Social media analysis with Azure Stream Analytics
This article teaches you how to build a social media sentiment analysis solution by bringing real-time Twitter events into Azure Event Hubs. You write an Azure Stream Analytics query to analyze the data and store the results for later use or create a Power BI dashboard to provide insights in real-time.
Social media analytics tools help organizations understand trending topics. Trending topics are subjects and attitudes that have a high volume of posts on social media. Sentiment analysis, which is also called opinion mining, uses social media analytics tools to determine attitudes toward a product or idea.
Real-time Twitter trend analysis is a great example of an analytics tool because the hashtag subscription model enables you to listen to specific keywords (hashtags) and develop sentiment analysis of the feed.
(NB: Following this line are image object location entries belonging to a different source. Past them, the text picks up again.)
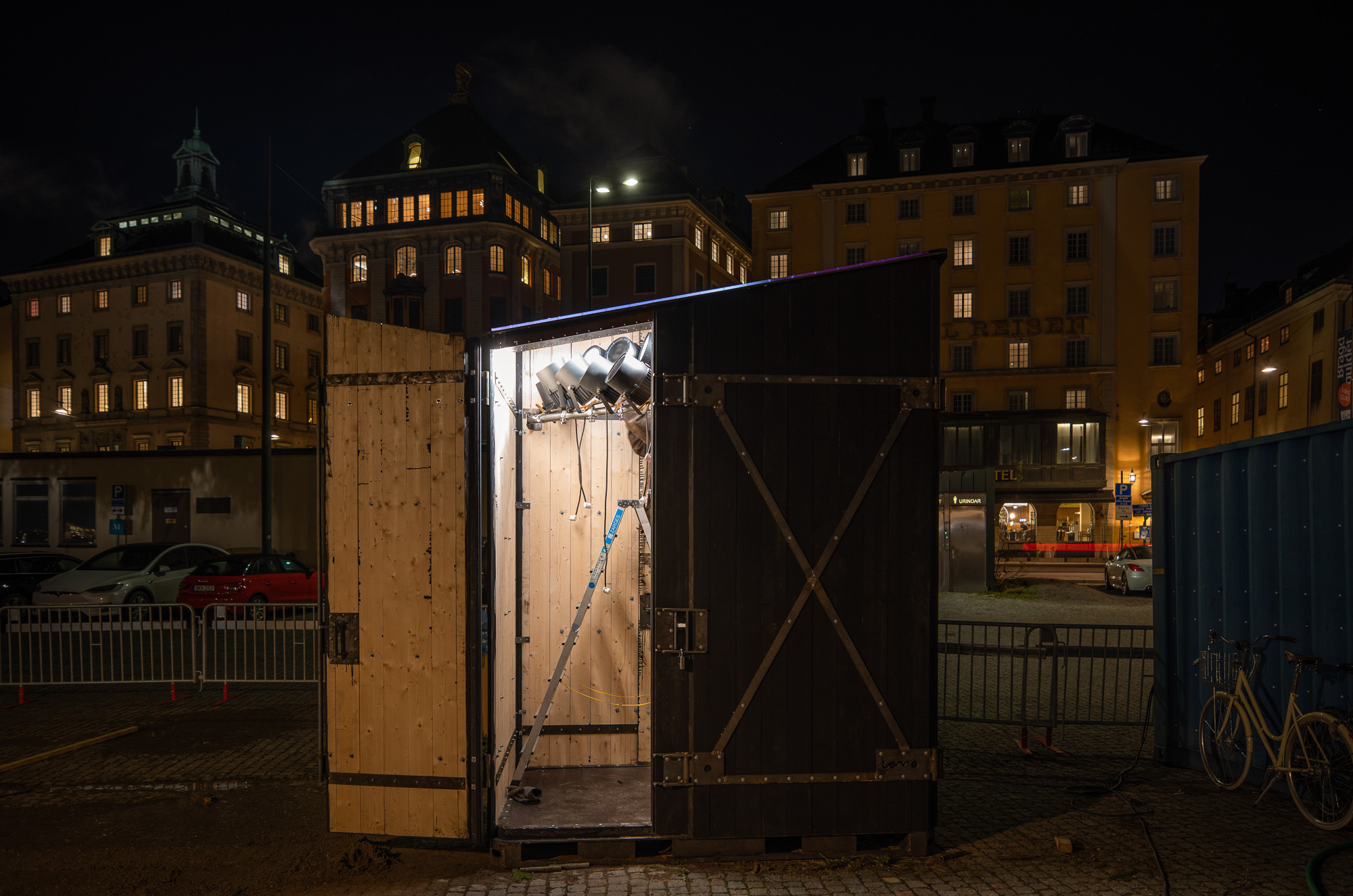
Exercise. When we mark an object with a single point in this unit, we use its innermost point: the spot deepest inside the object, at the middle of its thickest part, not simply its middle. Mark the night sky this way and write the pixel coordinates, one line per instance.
(94, 109)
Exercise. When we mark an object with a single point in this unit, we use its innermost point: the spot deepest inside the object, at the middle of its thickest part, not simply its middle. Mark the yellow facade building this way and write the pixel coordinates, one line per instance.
(1071, 297)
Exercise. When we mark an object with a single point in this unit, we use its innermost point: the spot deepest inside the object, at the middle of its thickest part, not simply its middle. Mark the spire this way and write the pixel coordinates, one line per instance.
(196, 166)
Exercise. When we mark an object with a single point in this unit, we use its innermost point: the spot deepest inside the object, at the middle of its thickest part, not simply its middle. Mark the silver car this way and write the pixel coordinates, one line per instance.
(147, 573)
(1130, 570)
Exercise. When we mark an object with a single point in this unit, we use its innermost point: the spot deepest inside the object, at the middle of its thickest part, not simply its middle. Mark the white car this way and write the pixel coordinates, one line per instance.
(147, 573)
(1130, 570)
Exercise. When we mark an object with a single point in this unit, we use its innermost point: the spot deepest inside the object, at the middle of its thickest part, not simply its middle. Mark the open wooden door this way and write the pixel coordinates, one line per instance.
(796, 561)
(394, 506)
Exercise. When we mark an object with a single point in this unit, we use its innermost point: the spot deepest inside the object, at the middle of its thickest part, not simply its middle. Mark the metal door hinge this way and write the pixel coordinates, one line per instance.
(342, 640)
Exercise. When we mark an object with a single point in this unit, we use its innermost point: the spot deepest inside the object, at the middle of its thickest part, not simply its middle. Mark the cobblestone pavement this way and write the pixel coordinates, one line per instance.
(263, 732)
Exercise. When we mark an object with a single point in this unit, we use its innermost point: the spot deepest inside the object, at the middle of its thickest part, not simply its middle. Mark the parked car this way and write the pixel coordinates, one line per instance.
(21, 574)
(1130, 570)
(147, 573)
(250, 578)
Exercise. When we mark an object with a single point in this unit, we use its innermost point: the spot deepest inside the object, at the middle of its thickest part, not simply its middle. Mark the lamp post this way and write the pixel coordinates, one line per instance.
(592, 189)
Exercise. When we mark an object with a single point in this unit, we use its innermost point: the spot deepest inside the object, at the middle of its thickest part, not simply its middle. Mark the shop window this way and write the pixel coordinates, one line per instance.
(78, 515)
(30, 515)
(963, 447)
(1078, 443)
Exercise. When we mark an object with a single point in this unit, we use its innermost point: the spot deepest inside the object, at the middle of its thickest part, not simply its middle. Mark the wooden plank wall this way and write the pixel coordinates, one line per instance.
(396, 529)
(601, 685)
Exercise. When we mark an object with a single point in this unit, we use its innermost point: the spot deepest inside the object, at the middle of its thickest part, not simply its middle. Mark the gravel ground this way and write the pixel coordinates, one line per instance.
(1048, 601)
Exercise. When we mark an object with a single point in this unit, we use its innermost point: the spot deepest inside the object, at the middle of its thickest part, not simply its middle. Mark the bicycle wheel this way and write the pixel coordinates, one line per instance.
(1225, 740)
(1320, 757)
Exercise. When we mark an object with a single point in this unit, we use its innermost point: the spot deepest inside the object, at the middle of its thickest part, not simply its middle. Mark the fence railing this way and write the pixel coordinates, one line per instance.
(159, 643)
(1044, 674)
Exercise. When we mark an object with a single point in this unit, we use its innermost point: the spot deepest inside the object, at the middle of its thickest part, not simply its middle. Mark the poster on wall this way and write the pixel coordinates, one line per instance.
(1344, 374)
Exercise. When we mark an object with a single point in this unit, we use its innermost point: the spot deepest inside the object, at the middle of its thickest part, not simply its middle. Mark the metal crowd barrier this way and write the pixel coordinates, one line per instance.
(260, 642)
(1022, 674)
(98, 644)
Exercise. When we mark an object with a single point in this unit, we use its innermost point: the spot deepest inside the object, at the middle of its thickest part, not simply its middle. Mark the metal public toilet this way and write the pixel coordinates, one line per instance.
(733, 546)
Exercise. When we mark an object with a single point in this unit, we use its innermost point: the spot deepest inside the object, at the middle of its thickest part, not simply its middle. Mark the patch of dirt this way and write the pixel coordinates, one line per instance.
(263, 839)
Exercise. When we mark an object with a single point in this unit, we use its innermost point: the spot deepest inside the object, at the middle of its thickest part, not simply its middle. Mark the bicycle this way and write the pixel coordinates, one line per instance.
(1314, 749)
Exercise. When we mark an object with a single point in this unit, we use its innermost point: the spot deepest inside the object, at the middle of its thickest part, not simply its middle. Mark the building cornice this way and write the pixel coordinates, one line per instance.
(162, 263)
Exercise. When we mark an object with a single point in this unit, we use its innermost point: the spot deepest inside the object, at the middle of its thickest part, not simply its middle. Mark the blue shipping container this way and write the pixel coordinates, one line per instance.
(1255, 538)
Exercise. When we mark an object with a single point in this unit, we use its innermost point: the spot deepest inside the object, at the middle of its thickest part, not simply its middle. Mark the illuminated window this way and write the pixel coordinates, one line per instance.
(963, 305)
(963, 254)
(779, 264)
(407, 262)
(451, 263)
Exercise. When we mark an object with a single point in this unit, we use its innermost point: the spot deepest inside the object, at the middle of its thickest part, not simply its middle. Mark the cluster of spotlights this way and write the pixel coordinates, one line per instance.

Scenario: Social media sentiment analysis in real time
A company that has a news media website is interested in gaining an advantage over its competitors by featuring site content that is immediately relevant to its readers. The company uses social media analysis on topics that are relevant to readers by doing real-time sentiment analysis of Twitter data.
To identify trending topics in real time on Twitter, the company needs real-time analytics about the tweet volume and sentiment for key topics.
In this how-to guide, you use a client application that connects to Twitter and looks for tweets that have certain hashtags (which you can set). To run the application and analyze the tweets using Azure Streaming Analytics, you must have the following:
If you don't have an Azure subscription, create a free account.
A Twitter account.
The TwitterClientCore application, which reads the Twitter feed. To get this application, download TwitterClientCore.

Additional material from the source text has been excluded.